A Dutch–English House with Patina

The restoration of a beautifully reclaimed Dutch–English house.

Geoffrey Gross

The house, admittedly, was a wreck. But when, in 2002, Victoria St. John Gilligan saw the late 18th-century stone house near Kingston, New York, she fell for its vernacular beauty. “I saw it listed at the local real estate office,” she recalls. “Later, I went for a walk and looked in the windows. The house was a shambles, but a diamond in the rough—immediately, I was in love. I fell for the patina of the old floorboards. You can’t buy patina.”

Geoffrey Gross

Victoria apparently has an ancestral affinity for old houses. “My grandmother loved old houses and collected antiques,” she explains, adding that her parents, too, appreciated the rich and varied historic architecture of the Upper Hudson River Valley, where Victoria grew up. When she investigated the stone house in rural High Falls, she saw that its essential structure was intact, thanks to the longevity of stone. Likely built between 1776 and 1782, the house was said to have been built by a member of the prominent Van Wagenen family. In 1682 a house had stood on the site; possibly, it belonged to the same family, who decided to replace the old homestead with something more modern 100 years later. By the time Victoria came along, the 18th-century home had suffered from more recent alterations, including a division of the master bedroom into three small rooms.

Victoria contacted restoration expert Charles Glasner, who has worked with her ever since as she purchased and restored other historic houses in the area. (Among these is the 1795 Luke Kiersted House, the oldest frame house in Kingston.) After Victoria purchased the Van Wagenen Homestead, she and Charles launched into a restoration project that introduced new systems and bathrooms while bringing the original layout back to the 18th-century rooms. The two do not entirely agree on the nomenclature of the house. Victoria calls it a Dutch Colonial house, but Glasner thinks its style vocabulary is more English than Dutch.

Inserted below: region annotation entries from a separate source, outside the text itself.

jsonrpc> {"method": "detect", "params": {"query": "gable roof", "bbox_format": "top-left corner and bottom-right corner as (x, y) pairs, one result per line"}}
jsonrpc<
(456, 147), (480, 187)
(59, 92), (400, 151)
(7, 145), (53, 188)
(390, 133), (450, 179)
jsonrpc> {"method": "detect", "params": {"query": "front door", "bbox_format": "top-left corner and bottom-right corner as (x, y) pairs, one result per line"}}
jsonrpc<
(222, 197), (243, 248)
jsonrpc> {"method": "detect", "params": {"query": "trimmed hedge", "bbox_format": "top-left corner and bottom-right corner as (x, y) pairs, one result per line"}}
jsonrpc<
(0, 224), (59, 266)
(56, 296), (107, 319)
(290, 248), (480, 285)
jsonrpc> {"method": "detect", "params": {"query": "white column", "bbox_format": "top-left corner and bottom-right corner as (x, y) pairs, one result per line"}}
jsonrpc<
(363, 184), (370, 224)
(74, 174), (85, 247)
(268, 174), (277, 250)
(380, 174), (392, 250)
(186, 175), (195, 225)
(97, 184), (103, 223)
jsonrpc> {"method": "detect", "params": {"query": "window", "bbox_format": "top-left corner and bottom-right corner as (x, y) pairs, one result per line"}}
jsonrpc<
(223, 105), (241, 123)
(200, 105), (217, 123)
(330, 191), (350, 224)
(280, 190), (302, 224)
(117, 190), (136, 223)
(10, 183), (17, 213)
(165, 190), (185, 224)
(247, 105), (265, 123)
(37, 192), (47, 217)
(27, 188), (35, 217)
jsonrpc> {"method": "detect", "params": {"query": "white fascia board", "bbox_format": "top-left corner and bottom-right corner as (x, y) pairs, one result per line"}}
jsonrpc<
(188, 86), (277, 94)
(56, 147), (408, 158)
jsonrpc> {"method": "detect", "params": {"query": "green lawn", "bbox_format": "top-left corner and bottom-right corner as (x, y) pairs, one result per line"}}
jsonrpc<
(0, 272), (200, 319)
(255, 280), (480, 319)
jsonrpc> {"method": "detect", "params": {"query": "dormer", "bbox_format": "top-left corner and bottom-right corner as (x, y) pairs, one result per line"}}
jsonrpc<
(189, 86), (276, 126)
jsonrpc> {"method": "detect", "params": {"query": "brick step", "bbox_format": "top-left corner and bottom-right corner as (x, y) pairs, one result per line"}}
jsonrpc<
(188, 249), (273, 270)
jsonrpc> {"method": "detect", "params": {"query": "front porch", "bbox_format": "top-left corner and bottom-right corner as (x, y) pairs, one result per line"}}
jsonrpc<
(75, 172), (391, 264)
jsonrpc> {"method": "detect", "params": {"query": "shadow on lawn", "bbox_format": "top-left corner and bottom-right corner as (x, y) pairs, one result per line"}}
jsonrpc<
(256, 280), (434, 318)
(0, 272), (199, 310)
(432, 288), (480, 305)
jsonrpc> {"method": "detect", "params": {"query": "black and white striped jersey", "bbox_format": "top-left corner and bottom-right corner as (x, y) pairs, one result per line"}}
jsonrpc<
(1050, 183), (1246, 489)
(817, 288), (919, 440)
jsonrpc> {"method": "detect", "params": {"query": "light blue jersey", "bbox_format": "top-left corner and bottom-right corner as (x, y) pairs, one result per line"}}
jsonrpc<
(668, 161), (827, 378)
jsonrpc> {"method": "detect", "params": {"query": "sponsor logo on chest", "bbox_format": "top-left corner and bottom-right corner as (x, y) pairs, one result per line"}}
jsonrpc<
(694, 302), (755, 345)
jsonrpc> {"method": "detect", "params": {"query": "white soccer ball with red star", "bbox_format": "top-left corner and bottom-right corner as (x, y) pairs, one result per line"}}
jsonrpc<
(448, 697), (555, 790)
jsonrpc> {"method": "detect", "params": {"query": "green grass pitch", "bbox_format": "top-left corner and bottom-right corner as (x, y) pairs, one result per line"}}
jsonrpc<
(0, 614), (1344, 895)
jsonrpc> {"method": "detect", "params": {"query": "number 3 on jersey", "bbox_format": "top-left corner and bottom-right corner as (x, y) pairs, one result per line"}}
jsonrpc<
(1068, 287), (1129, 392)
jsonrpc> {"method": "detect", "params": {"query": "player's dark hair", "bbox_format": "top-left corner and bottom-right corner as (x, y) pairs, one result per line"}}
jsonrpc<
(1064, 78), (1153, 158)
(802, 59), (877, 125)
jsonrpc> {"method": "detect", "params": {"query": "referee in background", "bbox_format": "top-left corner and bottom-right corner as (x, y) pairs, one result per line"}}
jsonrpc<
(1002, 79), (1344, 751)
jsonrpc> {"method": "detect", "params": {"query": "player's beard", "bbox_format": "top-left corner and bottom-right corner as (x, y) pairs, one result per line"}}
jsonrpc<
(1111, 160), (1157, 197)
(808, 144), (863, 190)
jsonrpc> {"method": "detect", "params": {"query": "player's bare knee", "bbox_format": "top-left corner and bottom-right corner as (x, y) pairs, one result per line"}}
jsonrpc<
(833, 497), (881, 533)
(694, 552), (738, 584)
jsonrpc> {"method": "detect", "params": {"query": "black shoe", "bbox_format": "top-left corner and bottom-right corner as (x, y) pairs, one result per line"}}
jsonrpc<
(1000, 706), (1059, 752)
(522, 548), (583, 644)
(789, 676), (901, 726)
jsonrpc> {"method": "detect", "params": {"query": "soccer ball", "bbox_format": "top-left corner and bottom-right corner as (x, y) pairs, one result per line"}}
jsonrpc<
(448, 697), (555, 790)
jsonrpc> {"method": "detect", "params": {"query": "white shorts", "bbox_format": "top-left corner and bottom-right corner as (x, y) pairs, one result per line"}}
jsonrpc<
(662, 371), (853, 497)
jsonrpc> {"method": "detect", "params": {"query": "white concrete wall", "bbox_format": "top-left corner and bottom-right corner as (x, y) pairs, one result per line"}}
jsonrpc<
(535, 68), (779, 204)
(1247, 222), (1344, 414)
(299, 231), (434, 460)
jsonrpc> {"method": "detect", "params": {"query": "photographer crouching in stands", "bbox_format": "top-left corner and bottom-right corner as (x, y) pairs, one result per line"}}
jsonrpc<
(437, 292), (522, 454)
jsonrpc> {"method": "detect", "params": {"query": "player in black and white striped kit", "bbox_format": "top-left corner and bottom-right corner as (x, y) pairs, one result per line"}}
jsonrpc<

“Dutch stone houses had wood gable ends. By the time this house was built,” Charles muses, “the English had supplanted the Dutch along the Hudson River. This one has a vernacular mix of styles.”

Victoria and Charles agree that the dining-room mantel is Georgian, an English style dating to the colonial period. Yet the house has many characteristics of the Dutch architecture that stretched along the waterways of New York and New Jersey during the 17th and 18th centuries. These include its native stone construction, shutters with recessed panels and H and L hinges, and the two massive gable-end chimneys.

“We do know that the people who built this house had money,” Charles says, pointing to the generous proportions of the original rooms, the tall ceiling heights, and the size of the windows. “The interior is constructed so that floors upstairs are the ceilings of the rooms below,” he explains, pointing to another vernacular building tradition. “The ceiling beams are structural. The only room with a plastered ceiling is the formal dining room.”

Geoffrey Gross

The house has a symmetrical layout around a central entry and hall. To the right is the living room, once called the keeping room, with its enormous hearth, and the more finished dining room is to the left. Upstairs, there are two bedrooms.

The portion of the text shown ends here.